JK5, who found footing as a tattoo artist and has branched out into a more multi-disciplinary approach, found himself with a monumental opportunity when he found out that Rei Kawakubo was interested in using his work in some capacity in the FW 2015 Comme des Garcons Homme Plus collection. To his astonishment, that capacity was some of his extremely distinct letter forms being featured ALL OVER that collection in mega skinny suits, tights, and leathers.

Aloi has a keen ability to recognize opportunity when he sees it.

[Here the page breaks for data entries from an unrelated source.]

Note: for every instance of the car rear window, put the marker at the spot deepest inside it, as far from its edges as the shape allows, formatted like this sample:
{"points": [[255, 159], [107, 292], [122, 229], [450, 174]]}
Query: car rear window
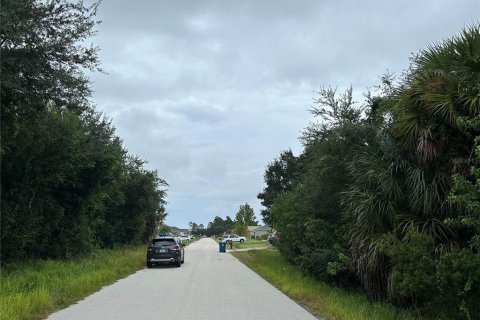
{"points": [[164, 242]]}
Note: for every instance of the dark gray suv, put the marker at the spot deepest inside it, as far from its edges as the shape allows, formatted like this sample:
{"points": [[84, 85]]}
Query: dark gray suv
{"points": [[165, 250]]}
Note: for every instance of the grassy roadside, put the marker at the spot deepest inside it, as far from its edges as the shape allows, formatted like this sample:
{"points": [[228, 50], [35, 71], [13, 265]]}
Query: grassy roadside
{"points": [[321, 299], [34, 289]]}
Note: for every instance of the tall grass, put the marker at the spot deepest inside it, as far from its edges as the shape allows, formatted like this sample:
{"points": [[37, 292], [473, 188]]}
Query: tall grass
{"points": [[33, 289], [321, 299]]}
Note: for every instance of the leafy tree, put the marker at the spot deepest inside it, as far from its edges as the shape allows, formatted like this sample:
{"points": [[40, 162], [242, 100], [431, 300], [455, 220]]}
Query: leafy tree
{"points": [[245, 217], [67, 183], [280, 177]]}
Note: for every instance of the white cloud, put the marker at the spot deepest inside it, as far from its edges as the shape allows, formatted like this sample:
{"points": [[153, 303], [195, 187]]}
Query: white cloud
{"points": [[209, 92]]}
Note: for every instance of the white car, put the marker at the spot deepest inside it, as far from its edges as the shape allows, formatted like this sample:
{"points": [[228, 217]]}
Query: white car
{"points": [[233, 238]]}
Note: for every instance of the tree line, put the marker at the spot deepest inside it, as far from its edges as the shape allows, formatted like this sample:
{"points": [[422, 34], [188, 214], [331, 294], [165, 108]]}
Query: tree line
{"points": [[68, 185], [244, 217], [385, 195]]}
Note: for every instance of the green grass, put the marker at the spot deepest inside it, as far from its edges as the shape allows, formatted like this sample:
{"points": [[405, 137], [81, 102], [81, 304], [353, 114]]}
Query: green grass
{"points": [[321, 299], [34, 289]]}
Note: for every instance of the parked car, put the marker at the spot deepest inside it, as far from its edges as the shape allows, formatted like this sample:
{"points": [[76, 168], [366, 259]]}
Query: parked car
{"points": [[165, 250], [233, 238]]}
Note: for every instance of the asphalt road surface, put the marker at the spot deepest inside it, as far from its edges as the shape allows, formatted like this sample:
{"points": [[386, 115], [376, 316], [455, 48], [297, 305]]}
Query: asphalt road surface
{"points": [[209, 285]]}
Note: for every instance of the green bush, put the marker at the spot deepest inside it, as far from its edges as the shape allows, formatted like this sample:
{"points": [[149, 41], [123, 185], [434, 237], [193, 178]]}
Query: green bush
{"points": [[443, 286]]}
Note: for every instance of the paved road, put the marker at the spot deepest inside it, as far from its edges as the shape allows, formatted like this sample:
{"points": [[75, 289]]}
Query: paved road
{"points": [[210, 285]]}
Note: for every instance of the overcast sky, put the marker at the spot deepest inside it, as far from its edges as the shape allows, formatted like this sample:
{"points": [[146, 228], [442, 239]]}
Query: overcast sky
{"points": [[209, 92]]}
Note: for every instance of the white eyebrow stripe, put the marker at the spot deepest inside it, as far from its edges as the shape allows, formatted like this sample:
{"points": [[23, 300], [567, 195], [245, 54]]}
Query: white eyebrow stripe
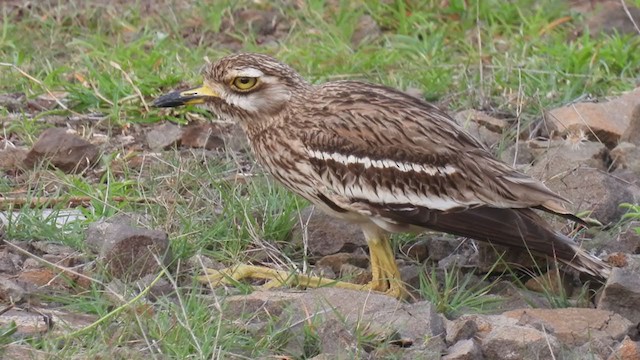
{"points": [[383, 164], [248, 72]]}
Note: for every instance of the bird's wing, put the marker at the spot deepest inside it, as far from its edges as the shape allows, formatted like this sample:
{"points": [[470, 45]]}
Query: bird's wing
{"points": [[379, 146]]}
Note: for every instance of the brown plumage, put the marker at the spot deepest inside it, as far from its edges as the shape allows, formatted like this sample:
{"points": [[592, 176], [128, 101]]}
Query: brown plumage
{"points": [[380, 158]]}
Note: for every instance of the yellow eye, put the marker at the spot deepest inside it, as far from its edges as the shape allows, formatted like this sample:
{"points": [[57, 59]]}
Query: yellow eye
{"points": [[244, 82]]}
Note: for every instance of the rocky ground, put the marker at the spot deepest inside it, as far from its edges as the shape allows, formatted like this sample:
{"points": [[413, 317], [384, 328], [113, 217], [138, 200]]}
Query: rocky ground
{"points": [[588, 151]]}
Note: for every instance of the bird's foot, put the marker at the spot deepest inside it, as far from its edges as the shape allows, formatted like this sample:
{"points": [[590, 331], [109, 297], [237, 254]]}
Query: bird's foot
{"points": [[278, 278]]}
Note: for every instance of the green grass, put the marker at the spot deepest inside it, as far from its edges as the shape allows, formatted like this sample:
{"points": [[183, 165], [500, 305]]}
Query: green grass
{"points": [[490, 54]]}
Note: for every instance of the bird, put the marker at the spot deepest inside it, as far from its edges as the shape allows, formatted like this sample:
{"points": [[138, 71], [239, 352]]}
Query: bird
{"points": [[377, 157]]}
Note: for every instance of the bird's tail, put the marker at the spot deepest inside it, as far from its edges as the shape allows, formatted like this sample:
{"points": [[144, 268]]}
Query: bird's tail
{"points": [[585, 262], [515, 228]]}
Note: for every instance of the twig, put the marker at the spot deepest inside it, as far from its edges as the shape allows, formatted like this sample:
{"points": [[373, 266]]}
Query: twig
{"points": [[117, 310], [25, 74], [135, 88], [70, 201], [626, 10]]}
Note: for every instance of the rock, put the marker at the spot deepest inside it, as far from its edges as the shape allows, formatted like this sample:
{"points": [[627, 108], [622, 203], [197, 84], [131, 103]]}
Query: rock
{"points": [[10, 291], [128, 252], [161, 288], [553, 282], [9, 263], [432, 248], [336, 261], [461, 329], [163, 136], [22, 352], [632, 134], [214, 136], [410, 274], [483, 119], [621, 293], [605, 120], [575, 326], [64, 150], [607, 16], [338, 340], [416, 250], [591, 190], [12, 159], [381, 315], [366, 30], [27, 323], [523, 155], [622, 239], [627, 350], [327, 235], [497, 258], [13, 102], [557, 156], [464, 350], [262, 305], [482, 126], [514, 342], [197, 135], [354, 274], [373, 315], [626, 156]]}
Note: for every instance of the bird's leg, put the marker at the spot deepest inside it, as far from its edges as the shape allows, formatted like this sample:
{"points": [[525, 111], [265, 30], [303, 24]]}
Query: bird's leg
{"points": [[385, 276], [384, 271], [277, 278]]}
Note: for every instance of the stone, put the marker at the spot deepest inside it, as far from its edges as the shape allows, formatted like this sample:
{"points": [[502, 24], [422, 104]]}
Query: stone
{"points": [[607, 16], [496, 258], [552, 282], [632, 133], [482, 126], [366, 30], [10, 291], [9, 263], [464, 350], [483, 119], [575, 326], [12, 159], [336, 339], [626, 350], [327, 235], [416, 250], [626, 156], [603, 121], [64, 150], [214, 136], [556, 156], [336, 261], [380, 317], [621, 293], [22, 352], [461, 329], [128, 252], [523, 155], [514, 342], [590, 189], [163, 136], [201, 136], [619, 239]]}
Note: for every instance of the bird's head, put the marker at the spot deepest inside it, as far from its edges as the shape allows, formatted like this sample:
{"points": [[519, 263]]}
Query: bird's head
{"points": [[241, 86]]}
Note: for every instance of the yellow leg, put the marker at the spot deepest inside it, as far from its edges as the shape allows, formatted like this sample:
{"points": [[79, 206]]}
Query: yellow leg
{"points": [[277, 277], [385, 276]]}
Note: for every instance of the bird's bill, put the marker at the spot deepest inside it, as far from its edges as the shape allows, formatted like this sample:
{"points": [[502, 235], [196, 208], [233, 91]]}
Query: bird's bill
{"points": [[197, 95]]}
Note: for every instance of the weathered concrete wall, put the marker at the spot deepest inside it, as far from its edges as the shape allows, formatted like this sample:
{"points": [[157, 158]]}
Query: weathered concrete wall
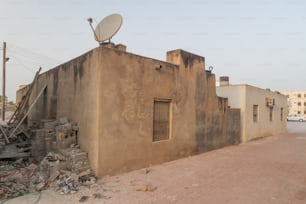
{"points": [[244, 97], [72, 90], [130, 85], [110, 93]]}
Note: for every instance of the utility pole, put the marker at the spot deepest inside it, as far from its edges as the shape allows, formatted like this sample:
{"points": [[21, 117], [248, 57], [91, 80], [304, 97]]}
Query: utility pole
{"points": [[3, 80]]}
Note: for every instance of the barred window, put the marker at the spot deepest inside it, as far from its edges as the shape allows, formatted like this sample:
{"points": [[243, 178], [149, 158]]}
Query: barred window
{"points": [[271, 113], [255, 113], [282, 114], [161, 120]]}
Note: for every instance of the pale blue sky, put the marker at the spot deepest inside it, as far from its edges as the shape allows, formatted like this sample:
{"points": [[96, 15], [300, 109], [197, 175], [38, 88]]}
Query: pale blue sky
{"points": [[260, 42]]}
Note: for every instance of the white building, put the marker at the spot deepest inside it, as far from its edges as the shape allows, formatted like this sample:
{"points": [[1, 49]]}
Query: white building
{"points": [[296, 102], [263, 112]]}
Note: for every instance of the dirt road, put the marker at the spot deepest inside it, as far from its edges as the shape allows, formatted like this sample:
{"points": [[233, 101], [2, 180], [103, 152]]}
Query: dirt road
{"points": [[269, 170]]}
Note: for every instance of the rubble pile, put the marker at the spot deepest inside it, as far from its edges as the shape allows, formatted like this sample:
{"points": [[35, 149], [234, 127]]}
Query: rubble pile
{"points": [[52, 135], [17, 178], [64, 170]]}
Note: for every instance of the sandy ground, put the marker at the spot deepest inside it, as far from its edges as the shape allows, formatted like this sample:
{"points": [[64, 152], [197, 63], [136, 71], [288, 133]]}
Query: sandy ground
{"points": [[269, 170]]}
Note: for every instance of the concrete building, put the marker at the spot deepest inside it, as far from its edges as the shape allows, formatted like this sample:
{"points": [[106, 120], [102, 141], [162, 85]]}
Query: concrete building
{"points": [[134, 111], [296, 102], [263, 112]]}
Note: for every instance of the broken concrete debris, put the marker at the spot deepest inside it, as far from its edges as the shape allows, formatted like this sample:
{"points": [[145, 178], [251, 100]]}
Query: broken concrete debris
{"points": [[59, 170]]}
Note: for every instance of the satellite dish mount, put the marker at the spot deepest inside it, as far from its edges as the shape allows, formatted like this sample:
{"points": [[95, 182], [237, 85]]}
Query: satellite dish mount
{"points": [[107, 28]]}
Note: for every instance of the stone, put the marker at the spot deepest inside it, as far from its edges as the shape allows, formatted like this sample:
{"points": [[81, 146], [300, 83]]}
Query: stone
{"points": [[83, 199], [40, 186]]}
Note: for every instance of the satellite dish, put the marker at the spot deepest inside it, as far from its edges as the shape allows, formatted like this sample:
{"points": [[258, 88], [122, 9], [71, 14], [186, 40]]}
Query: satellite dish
{"points": [[107, 28]]}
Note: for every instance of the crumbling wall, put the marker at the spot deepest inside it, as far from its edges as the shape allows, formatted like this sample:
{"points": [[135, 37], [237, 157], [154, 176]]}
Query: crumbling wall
{"points": [[71, 92]]}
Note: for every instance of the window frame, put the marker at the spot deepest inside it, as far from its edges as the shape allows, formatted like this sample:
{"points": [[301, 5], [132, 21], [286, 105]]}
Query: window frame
{"points": [[157, 123]]}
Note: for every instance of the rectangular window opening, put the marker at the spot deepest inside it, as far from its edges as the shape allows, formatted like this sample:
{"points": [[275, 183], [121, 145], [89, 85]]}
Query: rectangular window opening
{"points": [[255, 113], [161, 119], [271, 113], [282, 114]]}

He is also an avid fashion lover, and particularly enthralled with the world of CDG. He sought to nurture the new creative and business relationship. The lines of dialog stayed open, eventually leading up to this installation.

An open galactic space serves as the backdrop of the installation, true to Aloi’s themes. He is interested in the Force and in the interconnectivity of the universe. When he speaks, he is always looking to connect the dots between events in his life and around him. For him, everything that has happened in his existence has led up to this moment, “It’s all coming around full-circle in exciting ways,” says Aloi. 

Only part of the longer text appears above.